One chap who by his manner of his raucousness sounded like an opposition political activist quickly interjected saying corruption and maladministration were the major causes of the country’s economic quagmire. The chap’s tired mantra was quickly countered by another patron whom I later got to learn was economist who said Zimbabwe simply had to identify and establish sources of competitive advantage on the global market in order to bust sanctions.
According to the economist patron, sources of competitive advantage are the material value of wealth that Zimbabwe is naturally endowed with which it can leverage on as a way of convincing those that imposed sanctions to realise the futility of their continued existence.
It is a known fact that Zimbabwe has a pool of natural resources that include rare and special minerals that are not only most sought after but are of economic significance on the global market. Itis those minerals that should be utilised as bargaining power not only to force those that imposed sanctions to reverse their actions but to acknowledge the indispensability of the country as a trading partner.
Simply put, sources of competitive advantage refers to natural resources that create conditions or circumstances that put Zimbabwe in a favourable or superior business or economic position on the global market.
Countries like China and Singapore managed to conquer their adversities through concerted socio-economic strategies that focused on harnessing local human and natural resources to become reputable major economic players on the global market.
Beyond political persecution and maligning, history is replete with stories of a number of countries that rose to become forces to reckon with economically and ended up being major international destination through identification of local qualities that transform economies.
A good example is Israel, a primarily desert country which has become a major net exporter of food in the world.
The Netherlands is another country built entirely on water while Dubai turned a desert into a prime destination for visitors across the globe.
What is thus needed in Zimbabwe is the uprooting of negative mentality that views everything within a narrow political aperture of “them” and “us.”
We need as Zimbabweans to recognise the unique foundational ethos that gave birth to the country and be emboldened by an enduring unifying national vision inclined towards sustainable development.
Beyond parochial political affiliations, Zimbabweans must be able to establish consensus on binding national interest issues.

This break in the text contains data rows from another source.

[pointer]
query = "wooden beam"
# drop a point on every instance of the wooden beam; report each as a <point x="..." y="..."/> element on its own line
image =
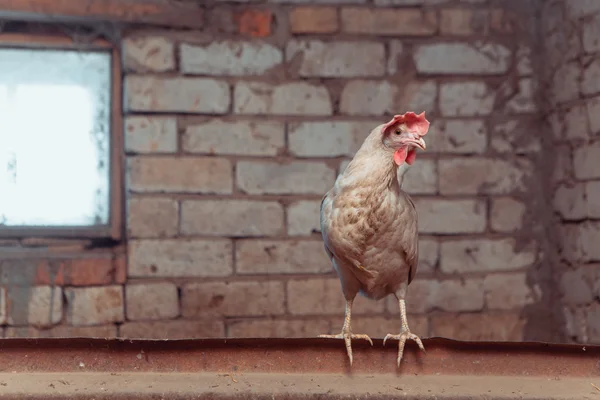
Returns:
<point x="153" y="12"/>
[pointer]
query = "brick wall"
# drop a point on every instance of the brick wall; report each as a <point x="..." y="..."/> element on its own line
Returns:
<point x="573" y="93"/>
<point x="234" y="133"/>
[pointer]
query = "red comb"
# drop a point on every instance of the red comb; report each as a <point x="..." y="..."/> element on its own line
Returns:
<point x="415" y="123"/>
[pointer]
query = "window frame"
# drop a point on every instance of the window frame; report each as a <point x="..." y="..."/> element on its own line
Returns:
<point x="114" y="228"/>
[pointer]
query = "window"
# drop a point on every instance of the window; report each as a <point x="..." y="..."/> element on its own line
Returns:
<point x="59" y="139"/>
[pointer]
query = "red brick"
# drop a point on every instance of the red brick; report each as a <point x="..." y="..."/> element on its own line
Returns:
<point x="255" y="23"/>
<point x="314" y="20"/>
<point x="232" y="299"/>
<point x="502" y="327"/>
<point x="173" y="329"/>
<point x="277" y="328"/>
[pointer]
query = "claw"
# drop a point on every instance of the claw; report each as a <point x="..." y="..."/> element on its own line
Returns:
<point x="347" y="336"/>
<point x="402" y="338"/>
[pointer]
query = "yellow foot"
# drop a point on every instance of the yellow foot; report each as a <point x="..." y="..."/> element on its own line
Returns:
<point x="347" y="336"/>
<point x="403" y="337"/>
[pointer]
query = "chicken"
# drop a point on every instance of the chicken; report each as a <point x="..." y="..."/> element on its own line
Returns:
<point x="369" y="225"/>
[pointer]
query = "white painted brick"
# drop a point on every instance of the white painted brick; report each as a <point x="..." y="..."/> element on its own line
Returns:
<point x="593" y="112"/>
<point x="229" y="57"/>
<point x="231" y="218"/>
<point x="180" y="94"/>
<point x="585" y="160"/>
<point x="396" y="51"/>
<point x="296" y="98"/>
<point x="179" y="258"/>
<point x="337" y="59"/>
<point x="466" y="99"/>
<point x="483" y="255"/>
<point x="303" y="218"/>
<point x="570" y="201"/>
<point x="457" y="136"/>
<point x="148" y="54"/>
<point x="188" y="175"/>
<point x="281" y="257"/>
<point x="508" y="291"/>
<point x="152" y="301"/>
<point x="451" y="216"/>
<point x="507" y="214"/>
<point x="328" y="139"/>
<point x="150" y="134"/>
<point x="422" y="178"/>
<point x="462" y="58"/>
<point x="293" y="178"/>
<point x="467" y="175"/>
<point x="248" y="138"/>
<point x="361" y="97"/>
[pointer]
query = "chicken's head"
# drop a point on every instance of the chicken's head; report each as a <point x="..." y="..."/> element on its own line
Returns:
<point x="404" y="134"/>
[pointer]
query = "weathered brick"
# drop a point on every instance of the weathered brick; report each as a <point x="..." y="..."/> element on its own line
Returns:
<point x="474" y="255"/>
<point x="337" y="59"/>
<point x="361" y="97"/>
<point x="593" y="113"/>
<point x="180" y="94"/>
<point x="592" y="194"/>
<point x="407" y="22"/>
<point x="240" y="138"/>
<point x="314" y="20"/>
<point x="231" y="218"/>
<point x="188" y="175"/>
<point x="514" y="135"/>
<point x="451" y="216"/>
<point x="293" y="178"/>
<point x="585" y="160"/>
<point x="294" y="98"/>
<point x="148" y="54"/>
<point x="3" y="302"/>
<point x="303" y="218"/>
<point x="324" y="296"/>
<point x="425" y="295"/>
<point x="479" y="326"/>
<point x="233" y="299"/>
<point x="278" y="328"/>
<point x="422" y="179"/>
<point x="462" y="58"/>
<point x="506" y="214"/>
<point x="150" y="134"/>
<point x="152" y="217"/>
<point x="497" y="297"/>
<point x="462" y="22"/>
<point x="281" y="257"/>
<point x="95" y="305"/>
<point x="150" y="301"/>
<point x="180" y="258"/>
<point x="576" y="286"/>
<point x="40" y="306"/>
<point x="395" y="56"/>
<point x="570" y="201"/>
<point x="255" y="23"/>
<point x="481" y="175"/>
<point x="228" y="57"/>
<point x="173" y="329"/>
<point x="458" y="136"/>
<point x="580" y="241"/>
<point x="378" y="327"/>
<point x="466" y="99"/>
<point x="63" y="331"/>
<point x="328" y="139"/>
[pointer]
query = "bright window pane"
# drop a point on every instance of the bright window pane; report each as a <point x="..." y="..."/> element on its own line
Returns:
<point x="54" y="137"/>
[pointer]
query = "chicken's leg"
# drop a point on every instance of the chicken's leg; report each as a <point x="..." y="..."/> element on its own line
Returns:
<point x="405" y="333"/>
<point x="346" y="333"/>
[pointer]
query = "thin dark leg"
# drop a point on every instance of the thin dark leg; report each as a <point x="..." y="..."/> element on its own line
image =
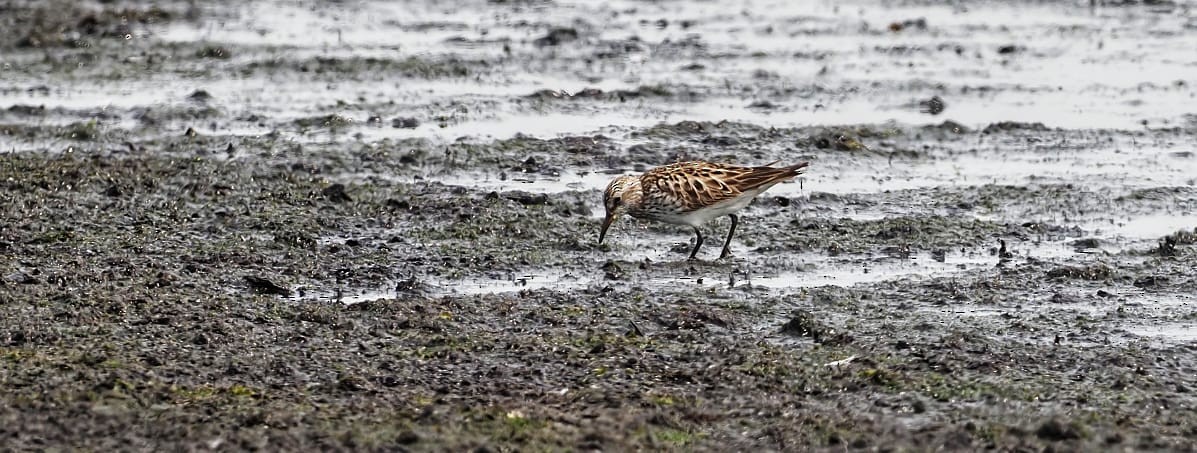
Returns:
<point x="727" y="246"/>
<point x="698" y="235"/>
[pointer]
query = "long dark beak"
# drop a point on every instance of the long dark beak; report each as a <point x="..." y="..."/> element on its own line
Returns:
<point x="606" y="224"/>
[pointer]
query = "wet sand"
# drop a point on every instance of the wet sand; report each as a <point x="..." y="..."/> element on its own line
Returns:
<point x="371" y="225"/>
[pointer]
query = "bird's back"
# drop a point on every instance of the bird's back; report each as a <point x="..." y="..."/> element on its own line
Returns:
<point x="673" y="193"/>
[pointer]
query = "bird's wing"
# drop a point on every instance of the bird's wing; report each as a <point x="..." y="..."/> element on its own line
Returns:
<point x="704" y="183"/>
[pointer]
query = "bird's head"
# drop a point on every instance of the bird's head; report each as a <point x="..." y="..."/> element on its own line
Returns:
<point x="620" y="193"/>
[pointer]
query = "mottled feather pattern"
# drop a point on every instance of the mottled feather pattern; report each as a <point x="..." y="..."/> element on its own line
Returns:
<point x="692" y="193"/>
<point x="690" y="186"/>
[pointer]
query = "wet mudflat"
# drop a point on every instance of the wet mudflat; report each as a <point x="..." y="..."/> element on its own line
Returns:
<point x="371" y="225"/>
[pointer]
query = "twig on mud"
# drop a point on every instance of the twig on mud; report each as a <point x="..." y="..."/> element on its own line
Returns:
<point x="840" y="362"/>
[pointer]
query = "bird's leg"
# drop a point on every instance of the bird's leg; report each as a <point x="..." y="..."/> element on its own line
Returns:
<point x="698" y="236"/>
<point x="727" y="245"/>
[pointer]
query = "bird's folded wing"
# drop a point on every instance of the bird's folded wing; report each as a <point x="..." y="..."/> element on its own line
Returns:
<point x="703" y="183"/>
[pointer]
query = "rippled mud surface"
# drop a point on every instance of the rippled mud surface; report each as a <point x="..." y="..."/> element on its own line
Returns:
<point x="371" y="225"/>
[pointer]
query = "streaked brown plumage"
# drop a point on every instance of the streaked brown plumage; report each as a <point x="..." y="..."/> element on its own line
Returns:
<point x="691" y="193"/>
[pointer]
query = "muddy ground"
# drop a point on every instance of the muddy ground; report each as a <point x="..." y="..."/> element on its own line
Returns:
<point x="364" y="225"/>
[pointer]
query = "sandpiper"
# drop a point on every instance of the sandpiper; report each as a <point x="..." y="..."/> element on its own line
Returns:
<point x="691" y="193"/>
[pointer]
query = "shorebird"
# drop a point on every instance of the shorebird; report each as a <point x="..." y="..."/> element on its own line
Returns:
<point x="692" y="193"/>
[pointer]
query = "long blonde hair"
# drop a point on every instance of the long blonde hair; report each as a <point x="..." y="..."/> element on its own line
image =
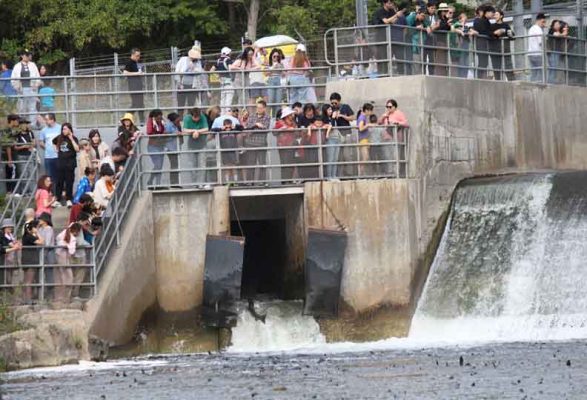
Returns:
<point x="300" y="59"/>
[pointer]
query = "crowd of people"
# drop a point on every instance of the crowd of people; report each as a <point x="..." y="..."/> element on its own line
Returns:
<point x="433" y="39"/>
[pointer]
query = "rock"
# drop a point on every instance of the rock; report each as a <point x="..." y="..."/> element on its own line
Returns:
<point x="98" y="348"/>
<point x="51" y="337"/>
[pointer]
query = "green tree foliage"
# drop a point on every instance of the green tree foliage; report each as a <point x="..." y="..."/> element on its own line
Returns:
<point x="58" y="29"/>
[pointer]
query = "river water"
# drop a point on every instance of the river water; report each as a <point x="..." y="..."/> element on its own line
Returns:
<point x="503" y="315"/>
<point x="553" y="370"/>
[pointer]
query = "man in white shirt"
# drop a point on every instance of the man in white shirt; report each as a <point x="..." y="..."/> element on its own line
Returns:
<point x="25" y="80"/>
<point x="535" y="48"/>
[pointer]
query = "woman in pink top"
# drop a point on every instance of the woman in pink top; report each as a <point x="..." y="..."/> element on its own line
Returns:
<point x="43" y="196"/>
<point x="298" y="77"/>
<point x="63" y="275"/>
<point x="393" y="116"/>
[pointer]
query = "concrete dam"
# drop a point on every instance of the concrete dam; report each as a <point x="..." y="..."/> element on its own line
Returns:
<point x="398" y="229"/>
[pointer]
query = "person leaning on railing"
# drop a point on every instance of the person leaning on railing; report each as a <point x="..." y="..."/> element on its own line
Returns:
<point x="535" y="48"/>
<point x="483" y="33"/>
<point x="501" y="58"/>
<point x="556" y="45"/>
<point x="30" y="257"/>
<point x="67" y="243"/>
<point x="195" y="127"/>
<point x="286" y="133"/>
<point x="9" y="246"/>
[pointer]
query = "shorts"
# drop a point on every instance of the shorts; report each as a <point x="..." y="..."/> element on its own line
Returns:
<point x="260" y="92"/>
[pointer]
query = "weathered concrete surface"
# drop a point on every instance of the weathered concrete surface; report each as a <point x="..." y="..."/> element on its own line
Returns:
<point x="381" y="255"/>
<point x="465" y="128"/>
<point x="48" y="338"/>
<point x="128" y="285"/>
<point x="181" y="222"/>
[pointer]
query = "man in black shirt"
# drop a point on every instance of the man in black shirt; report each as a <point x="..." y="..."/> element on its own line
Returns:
<point x="342" y="116"/>
<point x="482" y="27"/>
<point x="135" y="82"/>
<point x="383" y="16"/>
<point x="501" y="57"/>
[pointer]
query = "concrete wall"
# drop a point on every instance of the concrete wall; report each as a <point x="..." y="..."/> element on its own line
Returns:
<point x="181" y="222"/>
<point x="463" y="128"/>
<point x="127" y="286"/>
<point x="381" y="256"/>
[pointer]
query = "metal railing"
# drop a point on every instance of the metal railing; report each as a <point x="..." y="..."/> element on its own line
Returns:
<point x="392" y="50"/>
<point x="261" y="158"/>
<point x="23" y="190"/>
<point x="127" y="190"/>
<point x="101" y="100"/>
<point x="41" y="274"/>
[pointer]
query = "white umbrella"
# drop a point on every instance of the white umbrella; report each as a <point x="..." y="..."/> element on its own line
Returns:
<point x="275" y="41"/>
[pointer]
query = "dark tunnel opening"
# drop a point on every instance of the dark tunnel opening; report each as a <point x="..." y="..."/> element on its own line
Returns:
<point x="264" y="257"/>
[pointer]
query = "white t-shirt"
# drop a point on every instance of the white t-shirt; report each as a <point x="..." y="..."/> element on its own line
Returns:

It is this common vision that must provide the moral compass in resolving whatever conflicts that might arise.
Is it not absurd that a mineral-rich country like Zimbabwe could still be in limbo and moaning about sanctions when the country is endowed with such rare minerals like lithium, a much sought-after resource needed in technological innovations?
The vast mineral resources that Zimbabwe has like chrome, gold, diamonds and platinum present immense bargaining power when it comes to trading with other countries.
In conclusion, it is my fervent view that instead of being dogged down by sanctions as an albatross to economic progress, we need as Zimbabwe to innovate and come up with local solutions centred on a common nation vision that will transform our country into an economic powerhouse not just in Southern African but beyond.